“Be careful,
signore
,” the bartender said.
“What?” Bodie said.
“
Assassino
,” the bartender whispered, pulling his finger across his throat. “How you say?
Hit man
.” The man at the end of the bar looked up, and his eyes met Bodie’s.
Bodie thought for a minute about Mary Lou. He tried to summon the picture that had so consumed him just a short while ago, of this dark man’s body between her thighs, his face against her breasts, but all he could really see were the sinews in DiMaria’s neck, and the sweat glistening on DiMaria’s forearms, and the outline of something hard and possibly metallic under the silky white fabric of DiMaria’s shirt. DiMaria nodded at him, and Bodie’s blood ran cold. He looked away, did a quick reckoning. He’d survived Vietnam, he reasoned, and he was having too good a damn time in Naples for it all to come to an end right here. He backed out of the bar and went home to Mary Lou, Jimmy, and the small, wriggling family of rats.
If Bodie’s extramarital indiscretions had proven distasteful to Mary Lou, his failure to summon the
cojones
to defend her questionable honor now proved positively odious. She stayed in Italy just long enough to deliver the baby, whom she named Biaggio Antonio Dunkirk, a moniker intended to do one thing and one thing only: drive Bodie Dunkirk frigging nuts for the rest of his days. Then she returned to West Virginia alone with her two boys, whom she raised in the distracted, resentful manner of a woman who’d given up too much, too soon, and who was smart enough to realize she’d never, ever get it back.
“It’s like I never had much of a family,” Biaggio had said that night on the steps of the trailer. He and Frank were sharing a six-pack, watching a raccoon family at the edge of a thicket of scrub. “Not like you here,” he said, gesturing to the house.
Frank had snorted. “Some family,” he said.
Biaggio had looked at him sternly. “It’s a family, Frank,” he said. “It’s more than a lot of people got. Trust me.” Then Biaggio’s eyes grew soft and distracted as his gaze fixed on the raccoons under the trees.
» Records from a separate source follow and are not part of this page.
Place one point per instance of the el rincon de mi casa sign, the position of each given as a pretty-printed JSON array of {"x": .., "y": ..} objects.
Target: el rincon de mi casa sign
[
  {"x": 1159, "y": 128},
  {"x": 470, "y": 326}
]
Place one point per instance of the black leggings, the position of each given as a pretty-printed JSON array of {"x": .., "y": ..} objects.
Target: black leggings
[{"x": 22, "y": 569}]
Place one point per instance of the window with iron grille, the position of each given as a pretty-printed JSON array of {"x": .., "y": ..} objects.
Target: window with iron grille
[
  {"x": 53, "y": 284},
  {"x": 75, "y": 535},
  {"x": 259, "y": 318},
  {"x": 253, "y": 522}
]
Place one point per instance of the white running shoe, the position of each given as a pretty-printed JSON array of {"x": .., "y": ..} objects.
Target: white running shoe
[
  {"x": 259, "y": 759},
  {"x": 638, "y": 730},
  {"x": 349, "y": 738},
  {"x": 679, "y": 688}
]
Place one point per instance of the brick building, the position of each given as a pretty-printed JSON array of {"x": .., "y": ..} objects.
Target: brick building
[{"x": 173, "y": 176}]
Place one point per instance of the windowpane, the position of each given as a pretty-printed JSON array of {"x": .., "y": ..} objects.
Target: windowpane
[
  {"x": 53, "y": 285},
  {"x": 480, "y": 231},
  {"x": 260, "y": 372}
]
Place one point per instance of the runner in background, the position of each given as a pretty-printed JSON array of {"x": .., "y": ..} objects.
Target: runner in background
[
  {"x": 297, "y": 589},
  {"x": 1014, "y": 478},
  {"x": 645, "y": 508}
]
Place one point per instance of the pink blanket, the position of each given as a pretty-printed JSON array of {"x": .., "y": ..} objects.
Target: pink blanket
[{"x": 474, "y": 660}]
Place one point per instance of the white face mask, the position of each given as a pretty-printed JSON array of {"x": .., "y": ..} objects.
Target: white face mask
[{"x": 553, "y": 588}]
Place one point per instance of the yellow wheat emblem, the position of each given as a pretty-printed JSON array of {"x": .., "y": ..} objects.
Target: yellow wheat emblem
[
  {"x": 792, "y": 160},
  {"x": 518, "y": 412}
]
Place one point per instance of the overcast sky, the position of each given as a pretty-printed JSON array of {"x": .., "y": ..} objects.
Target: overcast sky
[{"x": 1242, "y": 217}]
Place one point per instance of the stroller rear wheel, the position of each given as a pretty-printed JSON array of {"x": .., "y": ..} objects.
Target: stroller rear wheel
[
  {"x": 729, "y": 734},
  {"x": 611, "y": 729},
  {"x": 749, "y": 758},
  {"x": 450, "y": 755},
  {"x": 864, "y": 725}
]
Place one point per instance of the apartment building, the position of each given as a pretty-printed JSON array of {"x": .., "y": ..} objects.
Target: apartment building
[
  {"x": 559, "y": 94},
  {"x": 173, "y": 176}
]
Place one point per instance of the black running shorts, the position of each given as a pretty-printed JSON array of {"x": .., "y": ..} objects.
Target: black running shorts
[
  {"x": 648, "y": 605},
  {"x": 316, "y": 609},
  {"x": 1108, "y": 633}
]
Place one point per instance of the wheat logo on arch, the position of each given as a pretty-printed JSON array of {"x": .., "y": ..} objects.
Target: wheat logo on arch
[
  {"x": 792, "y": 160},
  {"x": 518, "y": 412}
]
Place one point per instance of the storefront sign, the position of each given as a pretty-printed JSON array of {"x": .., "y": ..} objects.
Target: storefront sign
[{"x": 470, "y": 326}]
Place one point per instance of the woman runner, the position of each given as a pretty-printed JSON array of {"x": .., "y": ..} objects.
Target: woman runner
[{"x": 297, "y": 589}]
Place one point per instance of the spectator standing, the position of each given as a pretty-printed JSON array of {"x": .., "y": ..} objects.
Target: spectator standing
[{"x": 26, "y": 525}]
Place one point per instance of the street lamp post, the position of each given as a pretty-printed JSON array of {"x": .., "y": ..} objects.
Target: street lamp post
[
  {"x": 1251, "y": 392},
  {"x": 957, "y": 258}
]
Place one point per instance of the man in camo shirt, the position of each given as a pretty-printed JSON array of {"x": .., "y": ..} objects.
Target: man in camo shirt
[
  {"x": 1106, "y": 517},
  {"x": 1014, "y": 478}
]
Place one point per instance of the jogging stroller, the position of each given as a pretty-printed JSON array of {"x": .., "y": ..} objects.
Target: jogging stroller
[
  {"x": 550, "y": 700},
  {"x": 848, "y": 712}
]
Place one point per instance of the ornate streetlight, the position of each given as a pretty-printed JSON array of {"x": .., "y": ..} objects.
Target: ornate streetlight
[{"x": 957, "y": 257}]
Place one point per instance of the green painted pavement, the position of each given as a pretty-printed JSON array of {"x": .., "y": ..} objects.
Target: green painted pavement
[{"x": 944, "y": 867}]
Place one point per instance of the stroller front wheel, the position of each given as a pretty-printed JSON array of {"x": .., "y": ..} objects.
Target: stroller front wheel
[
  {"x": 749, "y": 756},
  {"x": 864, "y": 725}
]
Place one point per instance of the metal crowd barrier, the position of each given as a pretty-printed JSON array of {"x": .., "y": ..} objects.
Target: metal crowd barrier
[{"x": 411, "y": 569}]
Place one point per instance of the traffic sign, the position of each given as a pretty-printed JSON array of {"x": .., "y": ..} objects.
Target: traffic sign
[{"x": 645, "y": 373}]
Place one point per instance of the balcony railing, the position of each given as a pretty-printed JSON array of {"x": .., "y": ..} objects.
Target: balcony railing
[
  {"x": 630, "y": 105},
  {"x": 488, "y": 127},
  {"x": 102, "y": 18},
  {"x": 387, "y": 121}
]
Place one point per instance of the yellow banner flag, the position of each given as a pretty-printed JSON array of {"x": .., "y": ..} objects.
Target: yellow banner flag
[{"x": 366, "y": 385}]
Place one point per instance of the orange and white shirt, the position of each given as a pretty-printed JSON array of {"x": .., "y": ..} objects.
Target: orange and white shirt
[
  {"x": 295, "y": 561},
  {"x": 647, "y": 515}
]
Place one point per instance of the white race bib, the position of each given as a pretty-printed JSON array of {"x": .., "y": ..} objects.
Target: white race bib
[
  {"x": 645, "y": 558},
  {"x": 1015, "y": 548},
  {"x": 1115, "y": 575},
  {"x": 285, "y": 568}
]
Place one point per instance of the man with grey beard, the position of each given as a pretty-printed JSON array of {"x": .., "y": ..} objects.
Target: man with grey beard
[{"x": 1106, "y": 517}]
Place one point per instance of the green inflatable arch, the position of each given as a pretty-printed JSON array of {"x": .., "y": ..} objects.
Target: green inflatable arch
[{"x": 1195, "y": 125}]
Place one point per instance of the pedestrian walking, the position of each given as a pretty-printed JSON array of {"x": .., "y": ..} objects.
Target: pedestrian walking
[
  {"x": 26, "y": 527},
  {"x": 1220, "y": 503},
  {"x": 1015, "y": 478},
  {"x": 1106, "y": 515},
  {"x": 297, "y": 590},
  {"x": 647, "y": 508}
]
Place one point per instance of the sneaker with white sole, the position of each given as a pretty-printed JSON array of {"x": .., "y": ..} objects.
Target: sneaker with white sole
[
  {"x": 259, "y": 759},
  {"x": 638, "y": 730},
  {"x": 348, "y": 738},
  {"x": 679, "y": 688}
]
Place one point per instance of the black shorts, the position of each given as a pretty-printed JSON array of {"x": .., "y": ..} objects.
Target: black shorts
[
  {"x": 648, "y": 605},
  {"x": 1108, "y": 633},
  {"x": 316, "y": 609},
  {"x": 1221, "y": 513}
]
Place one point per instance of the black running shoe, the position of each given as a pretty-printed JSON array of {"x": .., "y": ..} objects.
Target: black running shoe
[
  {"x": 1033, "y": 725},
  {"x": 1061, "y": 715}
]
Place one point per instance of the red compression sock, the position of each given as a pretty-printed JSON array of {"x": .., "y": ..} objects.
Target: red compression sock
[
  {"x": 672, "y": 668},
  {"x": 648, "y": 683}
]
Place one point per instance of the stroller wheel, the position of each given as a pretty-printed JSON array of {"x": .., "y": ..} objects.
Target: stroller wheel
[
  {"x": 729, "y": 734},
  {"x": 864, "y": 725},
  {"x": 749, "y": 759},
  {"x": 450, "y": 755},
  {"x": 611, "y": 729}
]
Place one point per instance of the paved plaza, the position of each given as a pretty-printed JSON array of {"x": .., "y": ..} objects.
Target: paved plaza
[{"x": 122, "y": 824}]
That was years ago—five? Ten? It was hard to recall. Today, the haze was hot over Aberdeen as they stood in the driveway, and Biaggio’s T-shirt was already dotted with sweat across his chest.
“Goochie, Goochie, Goochie,” Biaggio said, crouching down and wrapping the dog in a full embrace. Gooch’s legs went out from under him, and he lay back rapturously in Biaggio’s arms, thumping his tail wildly, looking at Frank accusingly.
You never treat me like this
, he was saying.
“Oh, get up, you two, before I hurl,” Frank said.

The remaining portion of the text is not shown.